Uncertainty is, above all, about time scales. Humans evolved in an environment where the short term mattered the most, but in recent history it has been important to depart from that mindset. What that means, in terms of ways to reason, is that we need to develop an evolutionarily unselected skill: how best to integrate the cumulative uncertainties that longer-term forecasting entails.

Consider automation. The step-by-step advance of the trend that began well before, but saw its greatest leap with, the Industrial Revolution has resulted in a seismic shift of work patterns from manufacturing and agriculture to the service industries. But, amazingly, there is virtually no appreciation of what the natural progression of this phenomenon—namely, the automation of service jobs, too—could mean for the future of work. What is left, once the service sector goes the same way? Only so many man-hours can realistically be occupied in the entertainment industry. Yet rather than plan for and design a world in which it is normal either to work for far fewer hours per week or for far fewer years per lifetime, societies across the world have acquiesced in a political status quo that assumes basically no change. Why the political inertia?

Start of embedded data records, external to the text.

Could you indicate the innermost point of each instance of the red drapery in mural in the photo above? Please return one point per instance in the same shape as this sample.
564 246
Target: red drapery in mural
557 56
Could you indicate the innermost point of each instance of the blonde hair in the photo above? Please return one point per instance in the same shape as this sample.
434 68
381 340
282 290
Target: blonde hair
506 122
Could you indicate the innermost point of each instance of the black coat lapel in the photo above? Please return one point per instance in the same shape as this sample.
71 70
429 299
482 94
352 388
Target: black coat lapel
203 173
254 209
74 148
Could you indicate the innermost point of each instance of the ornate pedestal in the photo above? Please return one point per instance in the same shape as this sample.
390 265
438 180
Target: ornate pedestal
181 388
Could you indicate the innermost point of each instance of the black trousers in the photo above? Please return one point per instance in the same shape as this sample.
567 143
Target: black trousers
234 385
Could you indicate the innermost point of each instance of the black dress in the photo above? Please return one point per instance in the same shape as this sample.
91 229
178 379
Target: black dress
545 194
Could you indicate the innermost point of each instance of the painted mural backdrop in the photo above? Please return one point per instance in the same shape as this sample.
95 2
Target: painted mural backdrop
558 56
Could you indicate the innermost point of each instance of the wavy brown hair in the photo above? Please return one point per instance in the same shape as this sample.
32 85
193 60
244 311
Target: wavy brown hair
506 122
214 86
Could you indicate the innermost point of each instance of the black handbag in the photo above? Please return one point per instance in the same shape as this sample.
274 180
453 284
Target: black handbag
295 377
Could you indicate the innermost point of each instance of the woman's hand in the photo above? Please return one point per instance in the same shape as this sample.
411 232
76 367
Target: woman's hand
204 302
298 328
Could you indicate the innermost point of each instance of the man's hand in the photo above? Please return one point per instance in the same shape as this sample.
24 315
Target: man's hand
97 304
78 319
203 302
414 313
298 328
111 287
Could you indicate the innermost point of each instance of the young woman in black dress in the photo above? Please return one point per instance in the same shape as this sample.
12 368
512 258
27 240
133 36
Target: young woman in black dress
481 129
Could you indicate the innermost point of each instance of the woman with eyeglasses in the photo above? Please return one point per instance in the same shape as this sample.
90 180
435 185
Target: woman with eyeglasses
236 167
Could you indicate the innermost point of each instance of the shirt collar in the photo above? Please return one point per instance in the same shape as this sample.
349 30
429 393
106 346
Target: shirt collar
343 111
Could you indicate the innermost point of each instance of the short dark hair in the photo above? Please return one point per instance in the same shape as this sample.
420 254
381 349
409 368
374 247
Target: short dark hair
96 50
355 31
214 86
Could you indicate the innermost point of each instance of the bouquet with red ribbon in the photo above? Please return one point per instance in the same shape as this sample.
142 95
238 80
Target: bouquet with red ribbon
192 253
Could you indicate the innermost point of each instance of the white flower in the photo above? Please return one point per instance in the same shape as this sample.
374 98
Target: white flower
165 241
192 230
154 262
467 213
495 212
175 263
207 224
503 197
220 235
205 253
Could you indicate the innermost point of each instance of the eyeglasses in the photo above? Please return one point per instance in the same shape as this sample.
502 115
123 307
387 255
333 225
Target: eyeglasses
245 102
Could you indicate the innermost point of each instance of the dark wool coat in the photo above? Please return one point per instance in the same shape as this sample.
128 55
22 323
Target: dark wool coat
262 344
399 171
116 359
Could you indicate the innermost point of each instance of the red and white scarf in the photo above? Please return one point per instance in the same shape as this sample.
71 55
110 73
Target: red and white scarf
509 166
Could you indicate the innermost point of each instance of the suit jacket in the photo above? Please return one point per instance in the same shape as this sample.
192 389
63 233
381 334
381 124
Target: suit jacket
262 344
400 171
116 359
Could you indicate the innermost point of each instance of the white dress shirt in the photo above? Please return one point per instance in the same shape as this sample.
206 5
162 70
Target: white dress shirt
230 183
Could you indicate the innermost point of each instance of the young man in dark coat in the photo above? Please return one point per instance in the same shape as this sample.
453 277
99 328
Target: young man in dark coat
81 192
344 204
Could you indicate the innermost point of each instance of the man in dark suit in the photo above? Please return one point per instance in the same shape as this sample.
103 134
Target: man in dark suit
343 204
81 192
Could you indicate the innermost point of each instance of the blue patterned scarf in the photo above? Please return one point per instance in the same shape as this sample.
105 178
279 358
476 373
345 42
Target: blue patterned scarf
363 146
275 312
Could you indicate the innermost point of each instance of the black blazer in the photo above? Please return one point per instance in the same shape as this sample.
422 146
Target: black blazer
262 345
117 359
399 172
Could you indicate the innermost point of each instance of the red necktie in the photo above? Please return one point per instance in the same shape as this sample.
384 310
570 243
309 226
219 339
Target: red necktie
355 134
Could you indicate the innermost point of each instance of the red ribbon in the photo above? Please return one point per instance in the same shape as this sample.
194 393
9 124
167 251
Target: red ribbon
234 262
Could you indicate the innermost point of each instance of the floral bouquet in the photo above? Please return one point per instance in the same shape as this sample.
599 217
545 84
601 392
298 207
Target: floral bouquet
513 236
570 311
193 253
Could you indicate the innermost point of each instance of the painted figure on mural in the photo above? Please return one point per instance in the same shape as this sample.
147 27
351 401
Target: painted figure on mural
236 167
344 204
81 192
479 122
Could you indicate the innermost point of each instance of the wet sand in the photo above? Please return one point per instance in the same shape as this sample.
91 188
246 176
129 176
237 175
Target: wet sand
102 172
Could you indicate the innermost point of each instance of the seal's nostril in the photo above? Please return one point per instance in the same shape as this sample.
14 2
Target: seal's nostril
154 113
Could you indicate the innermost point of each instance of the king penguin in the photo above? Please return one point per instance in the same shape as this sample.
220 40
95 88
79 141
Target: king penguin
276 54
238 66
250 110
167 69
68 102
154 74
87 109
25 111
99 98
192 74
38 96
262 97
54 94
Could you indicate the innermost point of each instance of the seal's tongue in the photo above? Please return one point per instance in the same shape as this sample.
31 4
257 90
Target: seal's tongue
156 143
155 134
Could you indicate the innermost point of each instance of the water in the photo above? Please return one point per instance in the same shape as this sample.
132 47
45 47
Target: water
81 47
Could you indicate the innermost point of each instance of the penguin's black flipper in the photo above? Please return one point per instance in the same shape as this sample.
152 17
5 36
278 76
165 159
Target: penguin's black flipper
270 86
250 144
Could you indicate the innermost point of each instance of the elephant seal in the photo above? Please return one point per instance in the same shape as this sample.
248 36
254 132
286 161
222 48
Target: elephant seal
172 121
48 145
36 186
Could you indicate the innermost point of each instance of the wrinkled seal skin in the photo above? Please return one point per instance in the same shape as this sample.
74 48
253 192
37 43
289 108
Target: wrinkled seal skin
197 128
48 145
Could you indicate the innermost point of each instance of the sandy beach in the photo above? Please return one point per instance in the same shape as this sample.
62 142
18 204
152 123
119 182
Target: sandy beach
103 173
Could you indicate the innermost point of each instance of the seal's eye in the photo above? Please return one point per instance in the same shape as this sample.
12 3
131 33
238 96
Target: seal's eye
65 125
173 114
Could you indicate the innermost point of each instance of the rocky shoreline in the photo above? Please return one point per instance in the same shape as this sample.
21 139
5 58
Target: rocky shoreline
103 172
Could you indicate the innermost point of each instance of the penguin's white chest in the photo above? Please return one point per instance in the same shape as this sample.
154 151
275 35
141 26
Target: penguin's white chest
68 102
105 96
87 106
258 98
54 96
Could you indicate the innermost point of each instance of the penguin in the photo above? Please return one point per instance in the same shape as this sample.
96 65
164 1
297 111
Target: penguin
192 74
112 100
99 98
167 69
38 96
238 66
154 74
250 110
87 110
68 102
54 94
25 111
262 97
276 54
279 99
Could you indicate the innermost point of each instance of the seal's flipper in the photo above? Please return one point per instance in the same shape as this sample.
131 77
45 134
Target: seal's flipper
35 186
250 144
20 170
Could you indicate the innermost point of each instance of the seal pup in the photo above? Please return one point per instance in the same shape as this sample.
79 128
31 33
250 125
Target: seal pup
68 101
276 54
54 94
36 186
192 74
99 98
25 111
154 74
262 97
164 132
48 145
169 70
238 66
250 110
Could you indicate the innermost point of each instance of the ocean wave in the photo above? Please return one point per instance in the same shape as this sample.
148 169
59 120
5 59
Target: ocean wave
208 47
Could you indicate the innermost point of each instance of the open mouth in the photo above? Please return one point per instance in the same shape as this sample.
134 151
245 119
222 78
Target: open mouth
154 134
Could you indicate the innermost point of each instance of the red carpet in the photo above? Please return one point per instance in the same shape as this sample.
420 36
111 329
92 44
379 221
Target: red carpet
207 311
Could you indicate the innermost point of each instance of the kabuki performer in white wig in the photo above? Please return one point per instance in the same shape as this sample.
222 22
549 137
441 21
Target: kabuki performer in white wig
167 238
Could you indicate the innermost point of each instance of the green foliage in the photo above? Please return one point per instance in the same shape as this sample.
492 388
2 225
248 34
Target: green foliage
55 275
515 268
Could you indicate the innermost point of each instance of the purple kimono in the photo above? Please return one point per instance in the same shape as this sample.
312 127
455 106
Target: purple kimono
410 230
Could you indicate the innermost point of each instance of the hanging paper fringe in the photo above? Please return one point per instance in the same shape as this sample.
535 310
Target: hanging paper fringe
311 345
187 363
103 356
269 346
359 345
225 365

The main problem here is the public’s deficiency in probabilistic reasoning. Continued progress in automation, as in other areas, certainly relies on advances that cannot be anticipated in detail and therefore not in precise time frames either. Thus it is a topic for speculation. I do not use that term in a pejorative way but to emphasize that aspects of the future about which we know little cannot thereby be ignored: We must work with what we have. And it is thought-leaders in the science and engineering realms who must take a lead here. Public policy overwhelmingly follows, rather than leads, public opinion: The number-one thing politicians work toward is getting reelected. Thus, while voters fail to reach objective conclusions about even the medium term—let’s say a decade hence—it is fanciful to expect policy makers to do any better.

The situation is the worst in the extreme cases that can be summarized as “high risk, high gain”—low perceived probability of success but huge benefits in the event of success. As any academic will aver, the mainstream mechanisms for supplying public funding to research have sunk to a disastrous level of antipathy toward high-risk high-gain work, to the point where senior scientists stay one step ahead of the system by essentially applying for money to do work already largely complete and bearing no risk of not being delivered on time. The fields of research that most interest Edge readers are exceptionally susceptible to this challenge. Visionary topics are of necessity long-term, hence high risk, and of almost equal necessity high gain. In the area of medical research, for example: Are we benefiting the most people, to the greatest extent, with the highest probability, by the current distribution of research funding? In all such areas I can think of, the bias apparent in public opinion and public policy is in favor of approaches that might arguably (often very arguably) deliver modest short-term benefits but offer almost no prospect of more effective, second-generation approaches down the road. The routes to those second-generation approaches that show the best chance of success are marginalized because of their lack of “intermediate results.”

We should be very worried about this. It is already costing masses of lives, by slowing down life-saving research. And how hard is it to address, really? How hard is Bayes’ Theorem, really? The single most significant thing that those who understand this issue can do to benefit humanity is agitate for better understanding of probabilistic reasoning among policy makers, opinion formers, and thence the public.